Strategies for Operating Internationally

Strategies for Operating Internationally

Joint Ventures and Strategic Alliances

  • Partnerships established between two businesses can increase their reach and market penetration. This could involve significant knowledge sharing, resources, and technology.
  • Assess the relevance and importance of synergy between the businesses for a successful international operation.

Franchising

  • This is a commonly used method for business expansion where a franchisee obtains the right to use a franchisor’s business model and brand.
  • Factoring in aspects such as territory, market size, and feasibility of implementing the franchise model are essential.

Licensing

  • Licensing allows another company in a different territory to produce your product, reducing the risk of exporting but provides lower potential returns.

Exporting

  • Direct exporting involves selling directly in the foreign market, whereas indirect exporting involves selling to an intermediary who then sells the products abroad.
  • Be aware of complexities such as language barriers, cultural differences, and logistics.
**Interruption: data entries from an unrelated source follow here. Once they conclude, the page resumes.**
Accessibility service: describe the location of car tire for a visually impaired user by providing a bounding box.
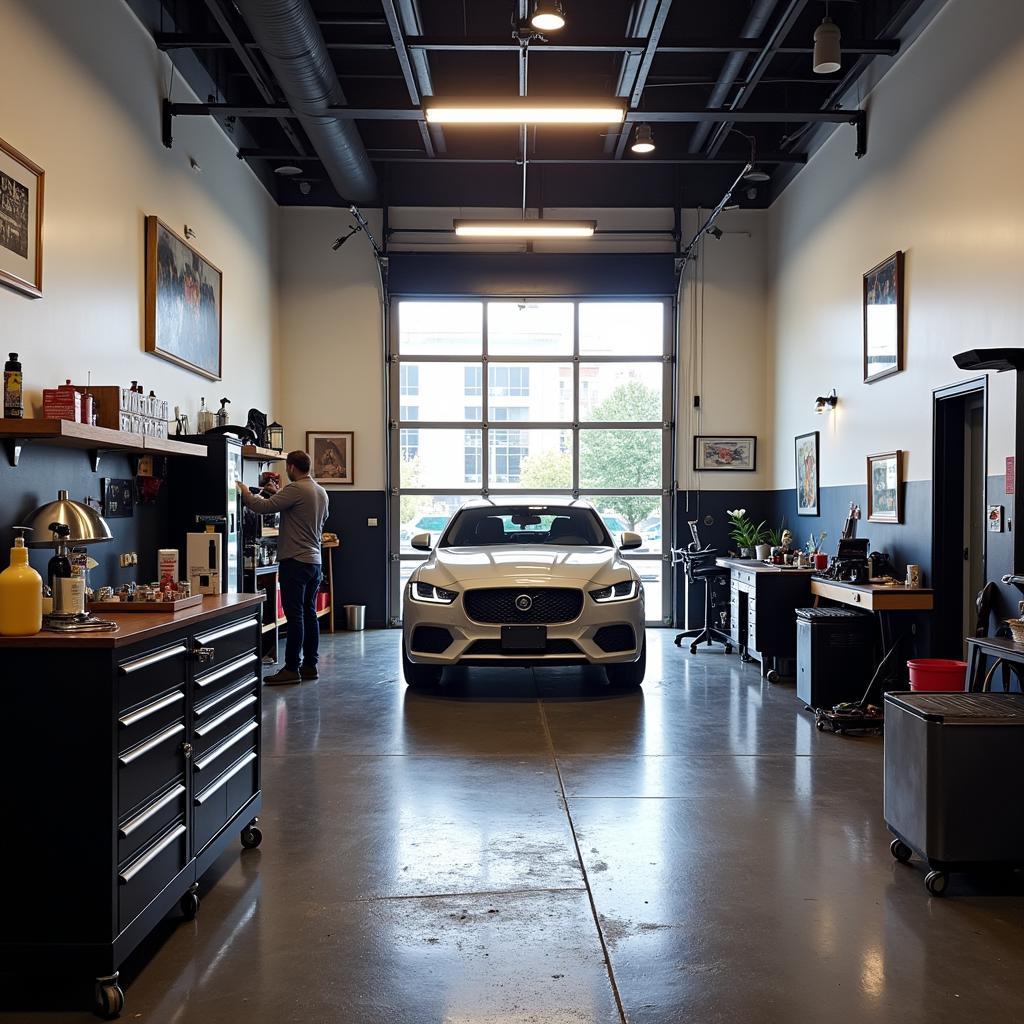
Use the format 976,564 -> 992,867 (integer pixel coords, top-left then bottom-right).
604,637 -> 647,689
401,643 -> 443,686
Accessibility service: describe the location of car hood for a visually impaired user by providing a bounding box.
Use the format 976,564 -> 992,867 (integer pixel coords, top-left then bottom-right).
418,544 -> 632,587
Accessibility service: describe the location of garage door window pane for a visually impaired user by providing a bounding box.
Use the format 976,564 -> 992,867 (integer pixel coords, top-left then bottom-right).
580,362 -> 664,423
487,302 -> 572,355
398,302 -> 483,355
487,426 -> 572,490
580,429 -> 662,489
580,302 -> 665,355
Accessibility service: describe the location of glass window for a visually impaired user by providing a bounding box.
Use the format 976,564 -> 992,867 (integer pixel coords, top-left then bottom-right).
580,302 -> 665,355
487,302 -> 572,355
398,302 -> 483,355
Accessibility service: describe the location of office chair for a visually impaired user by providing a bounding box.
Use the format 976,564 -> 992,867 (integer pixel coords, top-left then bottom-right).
672,520 -> 732,654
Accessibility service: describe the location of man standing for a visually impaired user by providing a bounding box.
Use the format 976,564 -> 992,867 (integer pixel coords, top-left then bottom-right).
239,452 -> 328,685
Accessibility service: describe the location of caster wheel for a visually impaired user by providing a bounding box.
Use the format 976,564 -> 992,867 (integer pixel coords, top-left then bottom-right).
178,893 -> 199,921
96,981 -> 125,1020
889,839 -> 913,864
242,825 -> 263,850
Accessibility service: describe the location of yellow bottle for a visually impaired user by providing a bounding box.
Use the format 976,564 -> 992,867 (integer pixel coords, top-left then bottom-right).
0,527 -> 43,637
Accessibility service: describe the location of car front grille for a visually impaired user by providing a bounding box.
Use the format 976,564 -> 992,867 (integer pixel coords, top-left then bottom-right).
463,587 -> 583,626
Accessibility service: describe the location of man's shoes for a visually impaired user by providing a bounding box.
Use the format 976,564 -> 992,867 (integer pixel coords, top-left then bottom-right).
263,669 -> 304,686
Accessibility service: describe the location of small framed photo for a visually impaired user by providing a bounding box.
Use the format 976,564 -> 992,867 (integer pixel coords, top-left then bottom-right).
693,434 -> 758,473
867,452 -> 903,522
0,138 -> 44,298
306,430 -> 355,487
864,252 -> 903,384
794,430 -> 821,515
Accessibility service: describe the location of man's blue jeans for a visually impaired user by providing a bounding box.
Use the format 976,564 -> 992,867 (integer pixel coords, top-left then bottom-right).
280,558 -> 322,672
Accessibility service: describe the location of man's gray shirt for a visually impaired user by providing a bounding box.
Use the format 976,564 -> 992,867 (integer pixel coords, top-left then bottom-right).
242,476 -> 328,565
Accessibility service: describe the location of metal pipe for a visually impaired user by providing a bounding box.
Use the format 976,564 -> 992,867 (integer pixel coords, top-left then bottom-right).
234,0 -> 377,203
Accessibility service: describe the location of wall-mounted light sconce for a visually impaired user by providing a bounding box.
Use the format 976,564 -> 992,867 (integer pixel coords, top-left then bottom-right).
814,388 -> 839,416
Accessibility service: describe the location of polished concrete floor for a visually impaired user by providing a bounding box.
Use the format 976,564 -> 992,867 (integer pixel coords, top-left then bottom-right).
12,631 -> 1024,1024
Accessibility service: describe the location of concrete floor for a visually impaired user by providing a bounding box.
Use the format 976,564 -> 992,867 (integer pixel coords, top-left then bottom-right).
12,631 -> 1024,1024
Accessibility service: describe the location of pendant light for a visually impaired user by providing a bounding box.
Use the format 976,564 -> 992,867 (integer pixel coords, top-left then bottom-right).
630,125 -> 654,153
813,3 -> 843,75
529,0 -> 565,32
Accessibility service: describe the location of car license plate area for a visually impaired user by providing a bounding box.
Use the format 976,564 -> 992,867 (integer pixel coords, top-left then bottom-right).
502,626 -> 548,652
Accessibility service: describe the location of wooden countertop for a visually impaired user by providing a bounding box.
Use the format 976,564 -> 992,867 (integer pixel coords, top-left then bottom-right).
715,558 -> 814,575
0,594 -> 264,649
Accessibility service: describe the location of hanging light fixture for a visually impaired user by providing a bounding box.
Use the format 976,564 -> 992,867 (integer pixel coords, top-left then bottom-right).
529,0 -> 565,32
813,3 -> 843,75
630,125 -> 654,153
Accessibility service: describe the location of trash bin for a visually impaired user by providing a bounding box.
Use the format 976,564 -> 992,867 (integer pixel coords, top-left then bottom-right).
342,604 -> 367,631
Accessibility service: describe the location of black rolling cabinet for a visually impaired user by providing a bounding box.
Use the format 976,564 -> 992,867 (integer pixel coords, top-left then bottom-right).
0,595 -> 262,1016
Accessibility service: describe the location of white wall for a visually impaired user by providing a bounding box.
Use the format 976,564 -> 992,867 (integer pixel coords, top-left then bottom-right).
0,0 -> 276,426
769,0 -> 1024,487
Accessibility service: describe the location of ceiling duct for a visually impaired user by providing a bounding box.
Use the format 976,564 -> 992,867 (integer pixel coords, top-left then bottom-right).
234,0 -> 377,203
689,0 -> 778,153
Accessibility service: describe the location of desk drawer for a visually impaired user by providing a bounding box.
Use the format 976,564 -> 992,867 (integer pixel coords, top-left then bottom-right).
118,777 -> 187,863
118,719 -> 185,814
118,640 -> 188,712
118,817 -> 188,931
193,614 -> 260,676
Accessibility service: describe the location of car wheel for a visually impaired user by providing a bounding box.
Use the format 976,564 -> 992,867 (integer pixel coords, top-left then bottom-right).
401,643 -> 443,686
604,637 -> 647,687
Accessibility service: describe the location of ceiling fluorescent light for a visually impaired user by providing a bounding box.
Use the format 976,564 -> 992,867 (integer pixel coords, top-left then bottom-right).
454,220 -> 597,239
425,99 -> 626,125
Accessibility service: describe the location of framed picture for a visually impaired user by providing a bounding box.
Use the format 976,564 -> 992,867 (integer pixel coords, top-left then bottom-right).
867,452 -> 903,522
794,430 -> 821,515
864,252 -> 903,384
306,430 -> 355,487
693,434 -> 758,473
0,138 -> 44,298
145,217 -> 223,381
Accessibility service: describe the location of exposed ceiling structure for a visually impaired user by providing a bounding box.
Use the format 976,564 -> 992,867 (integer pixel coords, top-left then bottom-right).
129,0 -> 927,208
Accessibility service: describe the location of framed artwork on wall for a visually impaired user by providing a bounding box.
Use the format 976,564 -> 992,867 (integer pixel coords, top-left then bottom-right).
693,434 -> 758,473
145,217 -> 223,381
0,138 -> 45,298
794,430 -> 821,515
867,451 -> 903,522
864,252 -> 903,384
306,430 -> 355,487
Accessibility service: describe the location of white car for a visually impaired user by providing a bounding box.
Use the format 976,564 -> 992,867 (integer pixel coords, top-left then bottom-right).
402,498 -> 647,686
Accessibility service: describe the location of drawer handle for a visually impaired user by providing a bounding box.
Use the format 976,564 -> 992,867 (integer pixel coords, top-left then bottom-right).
118,782 -> 185,839
119,643 -> 188,676
192,721 -> 259,771
118,825 -> 185,886
196,751 -> 256,807
195,693 -> 257,736
195,676 -> 256,718
118,690 -> 185,729
196,654 -> 256,686
196,618 -> 256,644
118,722 -> 185,765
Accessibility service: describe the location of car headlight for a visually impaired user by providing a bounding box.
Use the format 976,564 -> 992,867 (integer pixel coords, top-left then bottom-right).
590,580 -> 640,604
409,581 -> 459,604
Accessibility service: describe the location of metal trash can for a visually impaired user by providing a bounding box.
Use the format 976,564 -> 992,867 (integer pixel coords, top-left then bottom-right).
342,604 -> 367,632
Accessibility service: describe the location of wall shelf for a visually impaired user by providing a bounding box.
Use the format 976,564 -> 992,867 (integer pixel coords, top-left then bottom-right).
0,420 -> 206,472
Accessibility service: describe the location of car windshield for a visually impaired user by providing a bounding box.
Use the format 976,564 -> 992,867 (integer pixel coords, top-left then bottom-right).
438,505 -> 611,548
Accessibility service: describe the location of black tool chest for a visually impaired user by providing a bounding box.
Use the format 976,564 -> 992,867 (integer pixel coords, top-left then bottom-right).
0,595 -> 262,1016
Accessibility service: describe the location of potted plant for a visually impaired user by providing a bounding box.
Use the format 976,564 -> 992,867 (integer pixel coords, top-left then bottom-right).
725,509 -> 767,558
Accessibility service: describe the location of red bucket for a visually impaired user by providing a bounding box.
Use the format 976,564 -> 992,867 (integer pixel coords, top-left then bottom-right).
906,657 -> 967,693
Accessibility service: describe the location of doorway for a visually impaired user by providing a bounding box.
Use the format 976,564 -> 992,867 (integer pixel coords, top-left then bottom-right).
932,377 -> 988,657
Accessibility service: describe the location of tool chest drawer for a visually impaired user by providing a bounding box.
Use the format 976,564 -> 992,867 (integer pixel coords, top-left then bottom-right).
118,640 -> 188,711
193,615 -> 260,678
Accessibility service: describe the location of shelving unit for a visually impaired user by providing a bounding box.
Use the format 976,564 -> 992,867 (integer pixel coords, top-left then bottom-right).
0,420 -> 206,472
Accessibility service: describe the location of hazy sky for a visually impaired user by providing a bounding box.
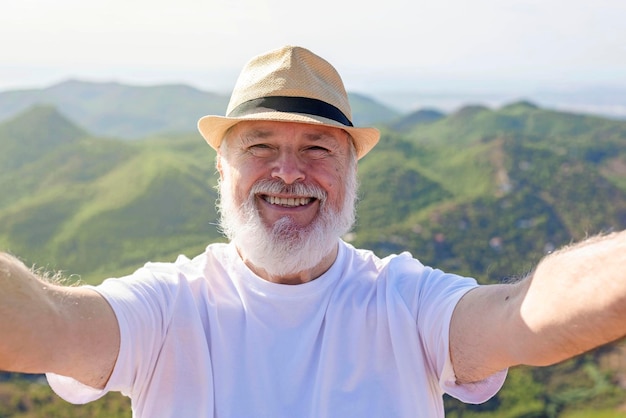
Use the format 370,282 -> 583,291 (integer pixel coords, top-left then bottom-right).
0,0 -> 626,97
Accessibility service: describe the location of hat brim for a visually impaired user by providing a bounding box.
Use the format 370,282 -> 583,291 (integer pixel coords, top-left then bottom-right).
198,111 -> 380,159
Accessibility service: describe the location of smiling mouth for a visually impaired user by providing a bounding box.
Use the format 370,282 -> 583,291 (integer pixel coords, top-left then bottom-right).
261,195 -> 315,208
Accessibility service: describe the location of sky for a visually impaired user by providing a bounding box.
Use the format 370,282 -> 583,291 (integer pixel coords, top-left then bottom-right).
0,0 -> 626,112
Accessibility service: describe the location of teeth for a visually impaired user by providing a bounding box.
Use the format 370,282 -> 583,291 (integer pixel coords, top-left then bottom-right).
265,196 -> 312,207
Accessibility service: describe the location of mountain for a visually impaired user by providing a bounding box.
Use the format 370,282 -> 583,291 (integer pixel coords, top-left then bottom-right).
0,105 -> 87,170
0,108 -> 220,281
0,80 -> 398,139
0,102 -> 626,418
0,80 -> 228,139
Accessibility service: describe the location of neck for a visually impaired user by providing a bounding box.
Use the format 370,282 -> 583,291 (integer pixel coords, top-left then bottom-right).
237,244 -> 339,285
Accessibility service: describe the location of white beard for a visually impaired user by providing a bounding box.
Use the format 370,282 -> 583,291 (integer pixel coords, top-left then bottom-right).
218,167 -> 357,277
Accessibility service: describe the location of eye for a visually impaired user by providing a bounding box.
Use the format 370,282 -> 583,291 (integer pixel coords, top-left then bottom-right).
305,145 -> 331,158
246,144 -> 274,157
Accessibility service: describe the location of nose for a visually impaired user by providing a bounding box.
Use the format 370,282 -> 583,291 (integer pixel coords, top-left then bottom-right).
272,151 -> 305,184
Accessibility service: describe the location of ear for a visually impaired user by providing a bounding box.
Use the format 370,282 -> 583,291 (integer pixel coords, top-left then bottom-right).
215,151 -> 224,179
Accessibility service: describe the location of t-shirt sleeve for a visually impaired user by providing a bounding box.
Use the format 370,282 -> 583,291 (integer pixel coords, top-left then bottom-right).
392,253 -> 507,404
47,264 -> 183,404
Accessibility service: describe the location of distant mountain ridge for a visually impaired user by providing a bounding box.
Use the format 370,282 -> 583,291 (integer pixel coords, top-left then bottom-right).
0,80 -> 398,139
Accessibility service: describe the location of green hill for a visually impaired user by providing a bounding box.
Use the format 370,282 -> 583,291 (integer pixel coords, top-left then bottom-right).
0,80 -> 398,139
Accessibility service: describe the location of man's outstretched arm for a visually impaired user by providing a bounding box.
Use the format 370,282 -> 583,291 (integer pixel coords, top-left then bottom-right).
0,253 -> 120,388
450,231 -> 626,382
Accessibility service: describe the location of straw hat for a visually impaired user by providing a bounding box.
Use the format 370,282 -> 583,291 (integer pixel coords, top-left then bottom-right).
198,46 -> 380,158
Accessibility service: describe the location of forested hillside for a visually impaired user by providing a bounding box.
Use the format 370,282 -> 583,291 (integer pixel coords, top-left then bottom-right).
0,93 -> 626,418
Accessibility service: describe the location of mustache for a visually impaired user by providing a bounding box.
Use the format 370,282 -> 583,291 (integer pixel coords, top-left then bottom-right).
250,179 -> 327,202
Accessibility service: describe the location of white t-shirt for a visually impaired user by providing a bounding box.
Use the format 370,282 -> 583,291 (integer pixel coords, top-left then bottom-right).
48,242 -> 506,418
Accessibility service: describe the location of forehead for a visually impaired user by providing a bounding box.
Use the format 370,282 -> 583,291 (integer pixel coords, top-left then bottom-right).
226,121 -> 349,143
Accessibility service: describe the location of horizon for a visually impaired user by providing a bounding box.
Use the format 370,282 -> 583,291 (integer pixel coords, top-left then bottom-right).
0,0 -> 626,100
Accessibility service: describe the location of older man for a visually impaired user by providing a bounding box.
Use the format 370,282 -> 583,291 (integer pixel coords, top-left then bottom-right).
0,47 -> 626,417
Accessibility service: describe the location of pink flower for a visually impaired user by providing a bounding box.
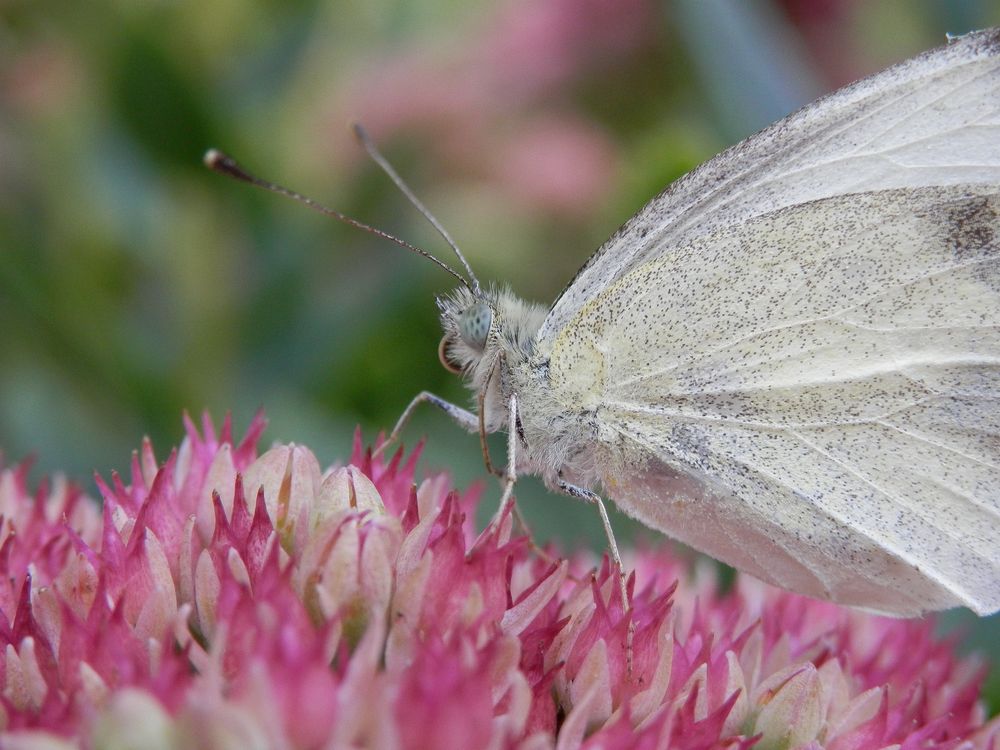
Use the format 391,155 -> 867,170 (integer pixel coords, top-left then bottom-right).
0,419 -> 1000,750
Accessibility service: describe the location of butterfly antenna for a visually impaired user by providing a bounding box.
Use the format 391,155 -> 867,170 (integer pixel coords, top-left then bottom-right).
203,148 -> 479,292
352,123 -> 480,295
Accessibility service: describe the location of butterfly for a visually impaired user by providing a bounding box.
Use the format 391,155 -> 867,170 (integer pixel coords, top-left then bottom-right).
207,29 -> 1000,616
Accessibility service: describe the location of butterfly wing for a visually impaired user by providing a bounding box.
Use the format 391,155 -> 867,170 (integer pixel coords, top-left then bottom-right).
539,32 -> 1000,614
539,29 -> 1000,340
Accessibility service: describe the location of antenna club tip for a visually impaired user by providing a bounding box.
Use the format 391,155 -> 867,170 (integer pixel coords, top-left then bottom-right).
201,148 -> 226,169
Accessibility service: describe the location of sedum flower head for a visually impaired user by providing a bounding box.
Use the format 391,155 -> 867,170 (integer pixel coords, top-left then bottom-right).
0,418 -> 1000,750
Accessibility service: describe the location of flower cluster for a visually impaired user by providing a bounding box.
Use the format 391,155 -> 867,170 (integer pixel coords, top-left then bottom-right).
0,419 -> 1000,750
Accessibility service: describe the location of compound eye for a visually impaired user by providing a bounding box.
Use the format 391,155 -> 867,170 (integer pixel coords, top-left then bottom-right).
438,336 -> 462,375
458,302 -> 493,351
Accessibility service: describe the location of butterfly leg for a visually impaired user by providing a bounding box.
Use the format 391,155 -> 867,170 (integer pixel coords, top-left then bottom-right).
372,391 -> 480,457
555,476 -> 635,675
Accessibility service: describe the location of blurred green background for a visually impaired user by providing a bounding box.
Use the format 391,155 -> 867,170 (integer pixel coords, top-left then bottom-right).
0,0 -> 1000,706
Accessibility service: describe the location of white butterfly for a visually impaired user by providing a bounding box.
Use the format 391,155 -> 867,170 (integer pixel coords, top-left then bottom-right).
206,29 -> 1000,615
425,29 -> 1000,615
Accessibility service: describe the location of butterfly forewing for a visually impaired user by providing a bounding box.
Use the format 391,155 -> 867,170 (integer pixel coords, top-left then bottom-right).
539,29 -> 1000,342
539,31 -> 1000,614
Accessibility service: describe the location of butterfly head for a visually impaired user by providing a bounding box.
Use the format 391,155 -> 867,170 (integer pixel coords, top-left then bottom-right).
438,287 -> 545,390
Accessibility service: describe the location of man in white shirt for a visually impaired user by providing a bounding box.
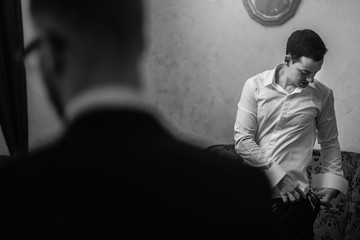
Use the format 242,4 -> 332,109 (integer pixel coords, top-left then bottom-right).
234,29 -> 347,239
0,0 -> 272,240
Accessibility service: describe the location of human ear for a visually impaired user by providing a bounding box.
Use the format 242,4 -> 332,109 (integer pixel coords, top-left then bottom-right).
284,54 -> 292,66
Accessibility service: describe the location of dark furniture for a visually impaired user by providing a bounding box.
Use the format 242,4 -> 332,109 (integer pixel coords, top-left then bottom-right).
206,144 -> 360,240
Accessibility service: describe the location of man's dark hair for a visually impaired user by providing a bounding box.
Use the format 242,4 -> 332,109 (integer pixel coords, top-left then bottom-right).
286,29 -> 328,61
30,0 -> 144,56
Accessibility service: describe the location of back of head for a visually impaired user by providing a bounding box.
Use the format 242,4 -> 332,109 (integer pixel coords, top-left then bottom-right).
30,0 -> 144,57
286,29 -> 327,61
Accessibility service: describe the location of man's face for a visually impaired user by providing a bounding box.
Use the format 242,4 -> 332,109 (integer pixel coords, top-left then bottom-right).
288,57 -> 324,88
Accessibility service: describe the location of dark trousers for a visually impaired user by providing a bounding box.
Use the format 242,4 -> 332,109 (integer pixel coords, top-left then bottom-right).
272,193 -> 320,240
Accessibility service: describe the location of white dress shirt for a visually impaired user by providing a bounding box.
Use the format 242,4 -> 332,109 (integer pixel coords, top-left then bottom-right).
234,65 -> 348,197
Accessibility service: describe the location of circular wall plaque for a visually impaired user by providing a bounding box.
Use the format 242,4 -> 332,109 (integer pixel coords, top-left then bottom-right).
243,0 -> 301,26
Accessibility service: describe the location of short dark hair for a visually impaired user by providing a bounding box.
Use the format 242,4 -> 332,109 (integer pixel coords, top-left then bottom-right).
286,29 -> 328,61
30,0 -> 144,58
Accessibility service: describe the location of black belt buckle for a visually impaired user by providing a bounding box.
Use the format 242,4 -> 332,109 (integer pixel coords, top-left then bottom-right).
306,192 -> 320,211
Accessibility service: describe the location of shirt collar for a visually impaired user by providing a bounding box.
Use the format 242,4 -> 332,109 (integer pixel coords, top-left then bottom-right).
264,63 -> 317,88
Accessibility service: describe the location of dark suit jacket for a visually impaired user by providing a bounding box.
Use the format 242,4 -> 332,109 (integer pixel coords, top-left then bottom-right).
0,109 -> 271,239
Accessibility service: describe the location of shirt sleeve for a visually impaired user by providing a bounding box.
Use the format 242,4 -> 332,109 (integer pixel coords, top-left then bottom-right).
312,90 -> 348,193
234,80 -> 286,187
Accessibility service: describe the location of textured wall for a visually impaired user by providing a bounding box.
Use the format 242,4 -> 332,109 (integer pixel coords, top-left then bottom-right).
145,0 -> 360,152
23,0 -> 360,152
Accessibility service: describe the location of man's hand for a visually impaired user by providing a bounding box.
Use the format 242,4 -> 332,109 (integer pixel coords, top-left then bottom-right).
276,174 -> 306,203
315,188 -> 339,206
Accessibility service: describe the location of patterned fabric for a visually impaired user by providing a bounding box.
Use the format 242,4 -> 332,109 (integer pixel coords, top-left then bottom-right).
307,150 -> 360,240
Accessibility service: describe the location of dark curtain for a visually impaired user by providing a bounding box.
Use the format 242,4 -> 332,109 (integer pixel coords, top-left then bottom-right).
0,0 -> 29,156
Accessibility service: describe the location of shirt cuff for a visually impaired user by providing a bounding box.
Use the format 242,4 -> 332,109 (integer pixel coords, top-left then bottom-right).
265,162 -> 286,188
311,173 -> 349,194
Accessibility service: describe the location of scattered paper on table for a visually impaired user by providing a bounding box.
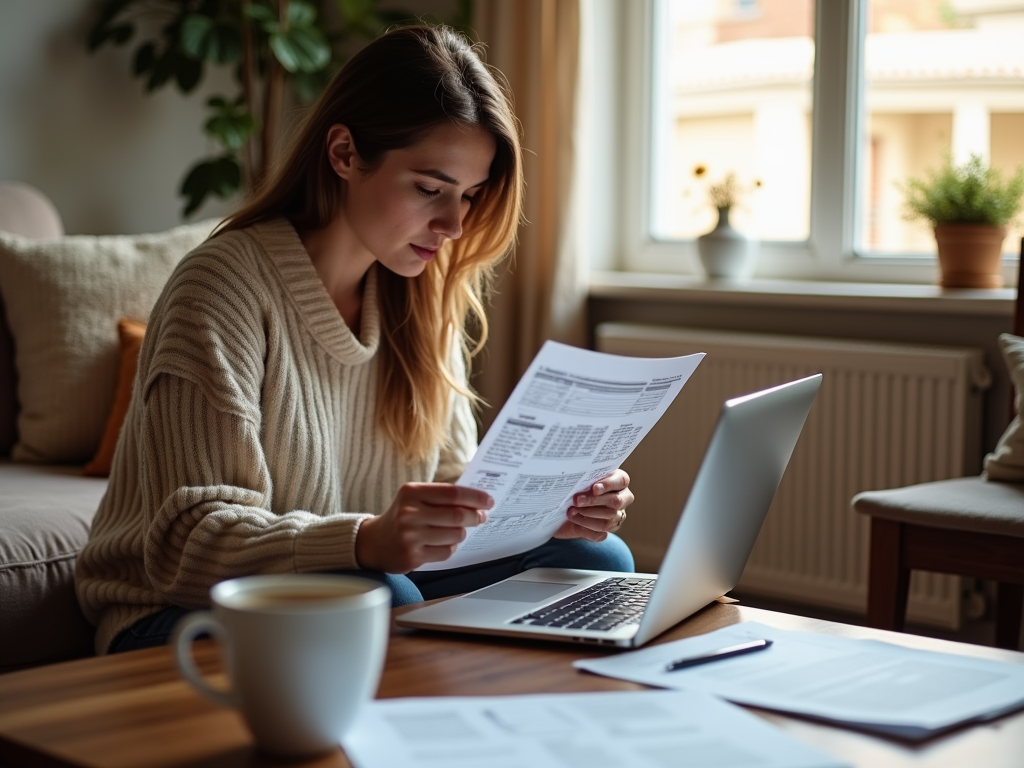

Foreign Direct Investment (FDI)

  • Ownership of facilities in a foreign country can be achieved through mergers, acquisitions, or start-ups.

E-commerce

  • Advantages include lower transaction cost, increased reach, potentially wider customer base, and real-time feedback.
  • Highlight the role of technological advancements and digital strategies in broadening international operations.

Risk Management

  • Identify, quantify, and manage the risks associated with international trade, including economic, political, and exchange rate risks.
  • Remember the necessity of contingency plans to deal with potential risks and how it influences a company’s international strategy.